The last observation I do not pass upon as it has no consequential bearing on the question in the case. And I proceed to say that I have the impression that the Court's decision on the Commission's action was influenced by the Court's constitutional views. The Court said that "A rate established as reasonable, whether by the company or by the Commission is not guaranteed by the Commission or by the public. Whether it will actually yield more or less than a fair return during its continuance is a risk of the business" to which the company had devoted its property.
If this is an intimation that the Court was of the view that even if the action of the Commission resulted in a return to the utility of less than that which would be fair and reasonable it would not encounter the opposition of the Constitution, such view was error and, laboring under the error, I can understand that the Court was not anxiously concerned to investigate the grounds of the Commission's action not concerned with the "risk of the business."
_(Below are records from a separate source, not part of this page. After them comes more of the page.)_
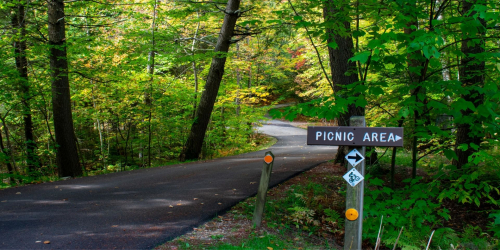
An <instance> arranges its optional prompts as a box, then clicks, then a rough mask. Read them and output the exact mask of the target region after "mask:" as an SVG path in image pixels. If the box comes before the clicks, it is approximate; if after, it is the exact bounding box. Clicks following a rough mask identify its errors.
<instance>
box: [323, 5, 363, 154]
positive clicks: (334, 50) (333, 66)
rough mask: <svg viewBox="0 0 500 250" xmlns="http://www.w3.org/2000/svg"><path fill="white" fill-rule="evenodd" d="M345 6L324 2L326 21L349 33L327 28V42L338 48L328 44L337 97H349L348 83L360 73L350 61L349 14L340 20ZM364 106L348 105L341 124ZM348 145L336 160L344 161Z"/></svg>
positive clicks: (334, 85)
mask: <svg viewBox="0 0 500 250" xmlns="http://www.w3.org/2000/svg"><path fill="white" fill-rule="evenodd" d="M343 11H344V8H343V7H342V6H337V5H336V2H335V1H334V0H326V1H325V2H324V8H323V16H324V18H325V21H326V22H329V23H331V22H334V21H335V22H339V25H343V26H344V28H345V31H346V33H347V34H349V35H342V34H340V33H339V32H337V31H335V30H334V28H333V25H331V26H330V27H329V28H327V29H326V33H327V42H328V43H332V42H335V43H336V44H337V48H335V49H334V48H332V47H330V46H328V55H329V59H330V70H331V74H332V83H333V93H334V95H335V98H347V94H346V89H345V88H346V85H349V84H353V83H355V82H357V81H358V74H357V68H356V63H355V62H352V61H349V58H351V57H353V56H354V44H353V41H352V36H351V35H350V34H351V32H350V31H351V20H350V19H349V18H348V15H344V16H345V17H346V18H347V19H345V20H338V18H337V17H338V16H340V15H338V13H340V12H343ZM364 113H365V109H364V107H356V105H354V104H350V105H348V107H347V110H346V112H345V113H343V114H341V115H340V116H339V117H338V124H339V126H349V119H350V118H351V116H360V115H364ZM346 151H347V147H344V146H340V147H339V149H338V151H337V155H336V156H335V162H339V163H341V162H344V157H345V154H346V153H347V152H346Z"/></svg>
There are questions upon other elements of value upon which I do not consider it necessary to pass.
I think the order denying the preliminary injunction should be reversed.
NOTES
[1] An expert witness of the Commission testified as follows: "I do not incline to the extreme high values of the war time period, but believe that when business does resume prices will again stabilize at figures considerably lower than the peak of 1920, but far above any pre-war level."
[2] The lower federal courts have not felt the bewildering effect impotent effect I might say that the Commission discovered in the post-war conditions. St. Joseph Railway, etc., Co. v. Public Service Commission, 268 Fed. 267; Landon v. Court of Industrial Relations, 269 Fed. 433, 444; Potomac Electric Power Co. v. Public Utilities Commission, 276 Fed. 327; Public Service Ry. Co. v. Board of Public Utilities Commissioners, 276 Fed. 979. And a state court has been equally free from confusion. Petersburg Gas Co. v. Petersburg, 132 Va. 82.